October 20, 2023

How to recognize conflicts and protect your practice by using the 3 Cs

Every partner in a joint venture (JV) wants the project to succeed. How they define success and the paths they take to get there, however, can be very different. Let’s look at three real examples to demonstrate this point and discuss what physician groups can do to ensure a clear path to their own success.

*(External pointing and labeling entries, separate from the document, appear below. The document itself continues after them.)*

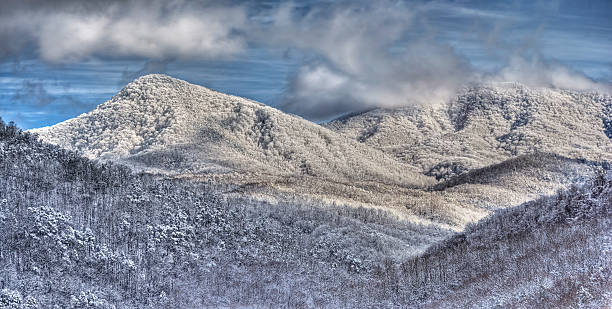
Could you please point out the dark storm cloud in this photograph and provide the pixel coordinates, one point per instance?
(356, 54)
(33, 93)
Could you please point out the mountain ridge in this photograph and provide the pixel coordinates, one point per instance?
(487, 124)
(157, 118)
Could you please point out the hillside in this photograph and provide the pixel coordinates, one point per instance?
(486, 125)
(162, 124)
(554, 252)
(77, 233)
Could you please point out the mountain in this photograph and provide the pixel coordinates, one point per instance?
(158, 123)
(161, 124)
(553, 252)
(78, 233)
(486, 125)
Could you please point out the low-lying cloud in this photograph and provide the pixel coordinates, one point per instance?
(365, 60)
(360, 54)
(145, 29)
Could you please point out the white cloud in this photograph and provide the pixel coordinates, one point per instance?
(154, 30)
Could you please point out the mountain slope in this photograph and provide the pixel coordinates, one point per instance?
(488, 124)
(164, 124)
(554, 252)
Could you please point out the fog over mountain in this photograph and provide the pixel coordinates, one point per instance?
(305, 154)
(181, 196)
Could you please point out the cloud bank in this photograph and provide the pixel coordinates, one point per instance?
(73, 31)
(358, 55)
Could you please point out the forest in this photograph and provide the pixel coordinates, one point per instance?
(76, 233)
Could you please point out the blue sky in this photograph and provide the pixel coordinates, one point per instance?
(318, 59)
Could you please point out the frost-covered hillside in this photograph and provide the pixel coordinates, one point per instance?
(488, 124)
(165, 124)
(77, 233)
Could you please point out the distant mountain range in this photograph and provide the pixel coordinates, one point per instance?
(380, 158)
(164, 124)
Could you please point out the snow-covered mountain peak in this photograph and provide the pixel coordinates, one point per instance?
(165, 123)
(486, 124)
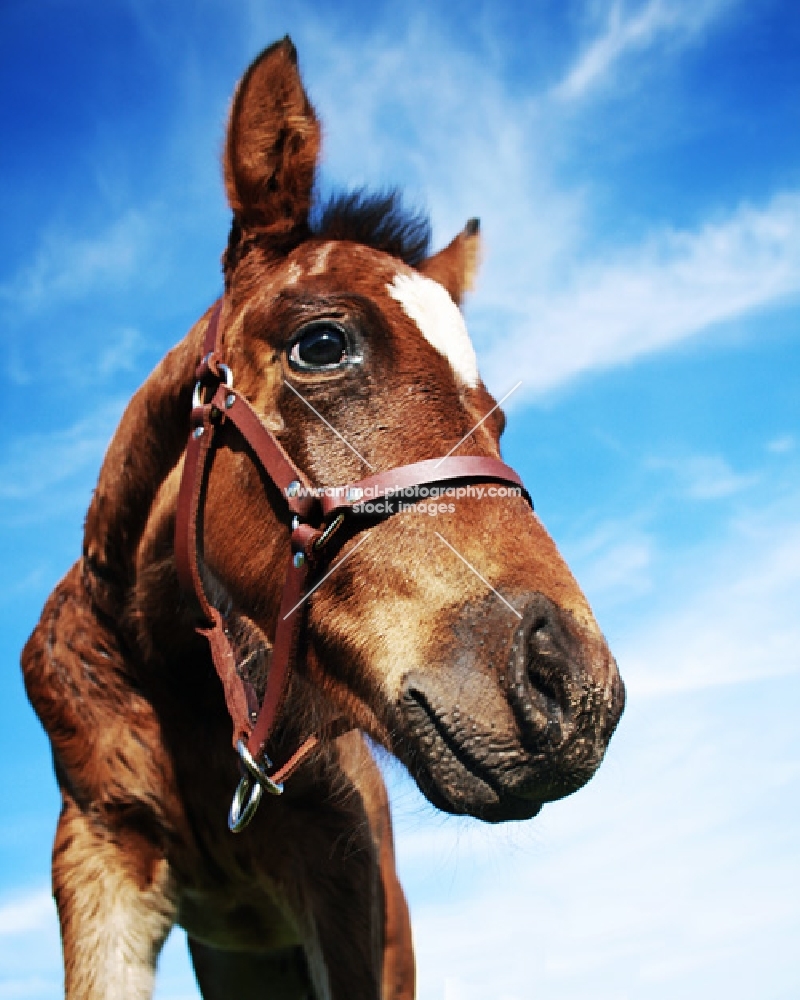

The Alabama Orthopedic Group

This group built its facility as a 50/50 partnership with its developer. After some years, debt paydown and property appreciation caused a substantial growth in equity. As the buy-ins for new partners grew more expensive, many of the practice partners could not afford to become real estate partners. Therefore, the practice asked the developer to agree to a loan refinance so the property could be leveraged up to reduce equity and allow new practice partners to buy in.

Unfortunately, the developer refused, telling them that his priority was to pay down debt and leave a free and clear property for his estate. The problem worsened over the years, but the developer never relented. As a result, more and more practice partners were left out of the real estate and its enticing ancillary revenue stream. They lost control over major building decisions. And because the doctors owning the real estate no longer controlled the practice, they lost the ability to arrange a sale/leaseback of the property.

The Utah Multi-Specialty Group

This 50/50 JV was created to build a new medical office building (MOB). In the minds of the physician group, this building would become a long-term part of its expanding real estate portfolio. Within months of occupancy, however, the developer partner sought and received an LOI for the purchase of the building. Although the medical group had desired to hold it, and maintained the right of first refusal, the group had no choice but to sell. It was not able to afford to pay the developer what had been offered by a third-party buyer.

As a result, the developer took 50% of the gain without any ongoing responsibilities while the practice group will be paying its rent to an outside party for the next decade.

The Washington Orthopedic Group

This group sought a piece of desirable land to construct a new MOB/ASC that was owned by a local developer. They subsequently entered a 50/50 JV partnership that relinquished control and the financing procurement to their development partner.

The terms of the contract, however, stipulated that the developer required a set return on investment. The financing terms had basically no impact on the developer. Even if the interest rate paid was higher, the leases would be increased proportionately by the practice to ensure the return on investment was met. In some ways, the developer was even incentivized to procure worse financing terms, because doing so would result in higher starting rents, and a subsequent sale or refinance would only improve the outcomes for the development partner!

In the end, the projected rents became unfeasible for the practice, and the project didn’t move forward.


Using the Three Cs to Ensure Success on YOUR Terms

The Three Cs are very simple. They are Control, Control, and Control! When entering into a JV partnership:

  1. Do not give de facto Control to a JV partner by agreeing to conditions that you may not be able to meet (e.g. first right provisions).
  2. Do not cede Control of project financing to a JV partner if that partner’s return is not tied to the interest expense (and thus rent) that the practice pays.
  3. Wherever possible, maintain unilateral Control over major issues. (Remember, this project won’t happen without your group. Your partner should not object so long as their economic interests are protected.)

OK, so really there’s only one C, but it’s so important we should repeat it three times. (Think Dorothy chanting “There’s no place like home” in Oz). Keep shouting “control” or you may quickly find yourself going in the wrong direction.